Po przerwie sytuacja w Hali Legionów uległa diametralnej zmianie. Gracze Azotów wybiegli na parkiet z zupełnie innym nastawieniem – zmobilizowani i żądni rewanżu. Puławianie zaczęli radzić sobie znacznie lepiej, w efekcie po kwadransie gry zniwelowali różnicę do raptem jednej bramki – było 28:27.
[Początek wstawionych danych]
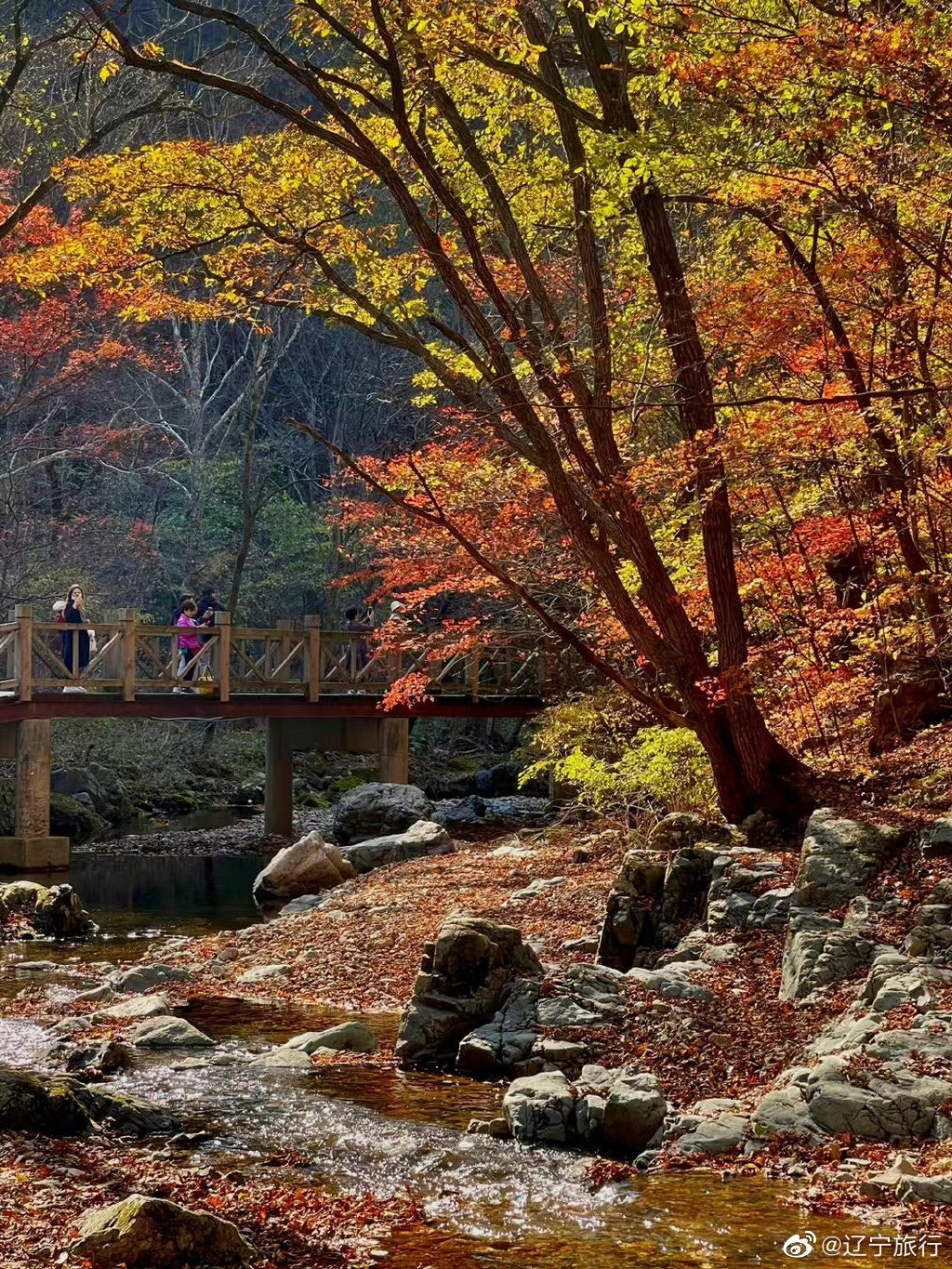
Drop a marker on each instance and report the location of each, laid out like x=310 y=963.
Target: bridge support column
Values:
x=31 y=848
x=393 y=750
x=278 y=779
Świetnie w szeregach gości radzili sobie Krzysztof Łyżwa i Nikola Prce, którzy wykazywali się dużą skutecznością. Z kolei w tym aspekcie zaniemogli kielczanie, którzy marnowali swoje dogodne okazje, dość powiedzieć, że nie wykorzystali aż trzech rzutów karnych. Vive poczuło się chyba zbyt pewnie po wysokim prowadzeniu i w drugiej odsłonie spotkania grali kiepsko. Teraz już nie radziło sobie ze szczelną defensywą gości.
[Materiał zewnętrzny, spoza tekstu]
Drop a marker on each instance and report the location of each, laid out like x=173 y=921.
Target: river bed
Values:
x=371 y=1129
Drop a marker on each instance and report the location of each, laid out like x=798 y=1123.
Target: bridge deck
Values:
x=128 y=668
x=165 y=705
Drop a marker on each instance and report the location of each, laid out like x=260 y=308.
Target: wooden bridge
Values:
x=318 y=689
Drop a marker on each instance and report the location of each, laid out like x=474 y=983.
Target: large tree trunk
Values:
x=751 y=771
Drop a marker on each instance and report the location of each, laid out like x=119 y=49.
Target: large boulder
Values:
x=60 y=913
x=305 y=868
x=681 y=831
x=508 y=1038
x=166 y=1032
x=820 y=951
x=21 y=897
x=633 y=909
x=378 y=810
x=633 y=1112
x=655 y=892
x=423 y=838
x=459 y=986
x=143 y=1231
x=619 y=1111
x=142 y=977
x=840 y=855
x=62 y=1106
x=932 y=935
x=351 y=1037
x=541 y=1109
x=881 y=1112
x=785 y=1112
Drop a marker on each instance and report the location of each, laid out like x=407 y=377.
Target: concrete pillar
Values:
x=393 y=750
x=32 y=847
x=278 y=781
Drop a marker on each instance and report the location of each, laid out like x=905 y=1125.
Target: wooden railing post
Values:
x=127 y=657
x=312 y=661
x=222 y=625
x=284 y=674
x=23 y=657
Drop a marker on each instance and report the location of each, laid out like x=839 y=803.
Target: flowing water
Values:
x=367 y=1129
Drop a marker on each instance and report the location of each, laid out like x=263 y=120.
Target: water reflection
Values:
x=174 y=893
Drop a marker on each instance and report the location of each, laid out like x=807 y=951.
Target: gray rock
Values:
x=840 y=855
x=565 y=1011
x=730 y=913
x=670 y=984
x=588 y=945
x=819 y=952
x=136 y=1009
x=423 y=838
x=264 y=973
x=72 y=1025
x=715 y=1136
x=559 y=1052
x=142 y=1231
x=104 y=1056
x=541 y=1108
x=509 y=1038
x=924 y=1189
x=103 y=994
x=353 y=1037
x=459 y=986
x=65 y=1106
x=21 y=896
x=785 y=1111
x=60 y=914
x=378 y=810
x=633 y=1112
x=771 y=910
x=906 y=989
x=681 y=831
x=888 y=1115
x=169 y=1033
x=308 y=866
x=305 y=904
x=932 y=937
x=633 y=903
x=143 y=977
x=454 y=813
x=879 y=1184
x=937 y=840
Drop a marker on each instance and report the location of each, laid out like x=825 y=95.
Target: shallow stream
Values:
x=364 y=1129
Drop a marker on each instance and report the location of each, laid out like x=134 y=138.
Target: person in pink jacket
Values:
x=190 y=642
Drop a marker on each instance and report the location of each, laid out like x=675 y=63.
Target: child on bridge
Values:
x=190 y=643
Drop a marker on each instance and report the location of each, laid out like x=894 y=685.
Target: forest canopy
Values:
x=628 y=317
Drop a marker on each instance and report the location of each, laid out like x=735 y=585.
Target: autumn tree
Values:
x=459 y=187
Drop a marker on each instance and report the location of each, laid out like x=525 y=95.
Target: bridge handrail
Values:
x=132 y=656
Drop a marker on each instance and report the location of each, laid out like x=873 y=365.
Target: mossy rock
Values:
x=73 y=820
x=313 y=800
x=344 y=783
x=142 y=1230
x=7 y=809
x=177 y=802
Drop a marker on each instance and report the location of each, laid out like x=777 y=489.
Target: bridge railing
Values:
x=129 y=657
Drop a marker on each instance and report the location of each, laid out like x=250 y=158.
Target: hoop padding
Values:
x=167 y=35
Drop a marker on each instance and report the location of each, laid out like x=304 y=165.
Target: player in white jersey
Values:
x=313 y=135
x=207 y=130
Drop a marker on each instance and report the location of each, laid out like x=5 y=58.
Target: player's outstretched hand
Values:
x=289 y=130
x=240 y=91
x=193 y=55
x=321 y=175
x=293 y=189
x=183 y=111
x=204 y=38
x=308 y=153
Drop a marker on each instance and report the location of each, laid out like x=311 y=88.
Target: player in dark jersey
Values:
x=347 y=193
W 51. minucie, mimo gry w osłabieniu, Azoty doprowadziły do remisu – 29:29. I zaczęła się walka godna rozgrywek... Ligi Mistrzów. Vive utrzymywało lekkie prowadzenie, ale nie potrafiło mocniej odskoczyć przeciwnikowi. Kibice gospodarze wstali z miejsc, wspierając swoich szczypiornistów.
Tyle że minuty mijały, a puławianie naciskali. W samej końcówce doprowadzili do wyrównania – było 31:31, w dodatku dwie minuty kary otrzymał Mateusz Kus. Vive straciło piłkę, Azoty zdobyło bramkę. Do końca spotkania pozostało kilkanaście sekund, czas wziął Talant Dujszebajew. I w ostatniej akcji, w sposób mocno szczęśliwy, niemal z końcową syreną, gola wbił Julen Aginagalde.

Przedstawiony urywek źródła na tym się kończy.